Isaac’s Byre is thought to have been a bastle house (or fortified farmhouse), which was used during the time of the Border Reivers. It has been verified by archaeologists that Isaacs Byre is the earliest surviving house (c. C16th) to have been built in the small hamlet of Loaning Head. When inside it is possible to see the original doorway and fireplace (both now blocked off). You can find out more about bastle houses at Epiacum
The cottage was purchased by Rob and Judith-Ann in 1994, and they renovated it to the high quality eco-friendly cottage it is today. In 1994 it was a derelict building suitable only as a coal store and shed. The family obtained planning permission in 2002 to convert a farm building into a cottage. It was only after a visit from archaeologists that they discovered that it had originally been a dwelling.

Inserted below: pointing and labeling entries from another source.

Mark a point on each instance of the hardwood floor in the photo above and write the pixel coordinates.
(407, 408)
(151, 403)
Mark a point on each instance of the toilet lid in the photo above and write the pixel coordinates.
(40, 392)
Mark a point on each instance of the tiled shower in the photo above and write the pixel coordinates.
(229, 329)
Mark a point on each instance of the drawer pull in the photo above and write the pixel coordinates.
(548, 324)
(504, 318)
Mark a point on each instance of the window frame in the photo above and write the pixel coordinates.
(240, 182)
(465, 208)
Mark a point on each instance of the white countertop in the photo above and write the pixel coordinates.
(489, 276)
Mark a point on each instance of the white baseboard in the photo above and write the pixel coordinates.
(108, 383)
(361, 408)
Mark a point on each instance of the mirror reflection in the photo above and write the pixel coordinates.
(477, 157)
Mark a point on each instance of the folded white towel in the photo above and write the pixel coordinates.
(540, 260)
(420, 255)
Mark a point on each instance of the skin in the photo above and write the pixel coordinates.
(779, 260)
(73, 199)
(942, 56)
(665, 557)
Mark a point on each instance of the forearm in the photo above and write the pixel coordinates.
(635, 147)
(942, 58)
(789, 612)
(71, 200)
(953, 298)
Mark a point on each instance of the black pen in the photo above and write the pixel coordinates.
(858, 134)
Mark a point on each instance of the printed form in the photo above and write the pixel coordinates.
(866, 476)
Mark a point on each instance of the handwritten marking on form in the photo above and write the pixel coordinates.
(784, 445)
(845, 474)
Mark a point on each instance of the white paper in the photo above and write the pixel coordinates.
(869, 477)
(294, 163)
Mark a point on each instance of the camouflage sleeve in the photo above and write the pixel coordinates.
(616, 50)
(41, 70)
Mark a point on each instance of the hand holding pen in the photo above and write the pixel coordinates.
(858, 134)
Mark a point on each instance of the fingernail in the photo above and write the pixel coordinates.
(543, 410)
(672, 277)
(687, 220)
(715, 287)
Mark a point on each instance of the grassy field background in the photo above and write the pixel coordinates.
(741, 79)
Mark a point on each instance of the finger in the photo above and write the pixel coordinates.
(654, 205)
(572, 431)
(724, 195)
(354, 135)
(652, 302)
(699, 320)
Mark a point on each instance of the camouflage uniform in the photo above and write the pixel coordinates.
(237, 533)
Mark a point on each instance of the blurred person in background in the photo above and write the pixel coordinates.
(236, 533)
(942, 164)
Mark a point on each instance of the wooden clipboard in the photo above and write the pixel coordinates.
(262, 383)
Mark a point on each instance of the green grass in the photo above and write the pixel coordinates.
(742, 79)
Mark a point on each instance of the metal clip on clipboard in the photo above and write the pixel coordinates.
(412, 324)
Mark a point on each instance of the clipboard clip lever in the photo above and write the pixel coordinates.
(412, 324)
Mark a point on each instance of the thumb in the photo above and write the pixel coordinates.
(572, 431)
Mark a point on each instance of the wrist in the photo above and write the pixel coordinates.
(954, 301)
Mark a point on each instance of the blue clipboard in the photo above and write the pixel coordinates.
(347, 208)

The building was used by Isaac Lee before it was sold in 1970s to a family from the North East who converted the main house back into a dwelling but left the old byre as a store. Isaac farmed here for many years and used the byre as a milking parlour. The area that is now the open plan kitchen/living room was where the cows were milked and in Winter the cows were housed in the main part of the cottage. It was decided to name the cottage after Isaac Lee with the blessing of his daughter.
We have an old newspaper article which describes how the writer W.J. Palmer came across Loaning Head during his travels in 1882. It shows a drawing of how W.J. Palmer portrayed the interior of a cottage at Loaning Head. One of the cottages at Loaning Head was being sold by Hudson’s Agents for £21,500 which prompted the writing of the article.
We hope to have photographs showing the progress of the conversion of the byre back into living accommodation available on the website in the future.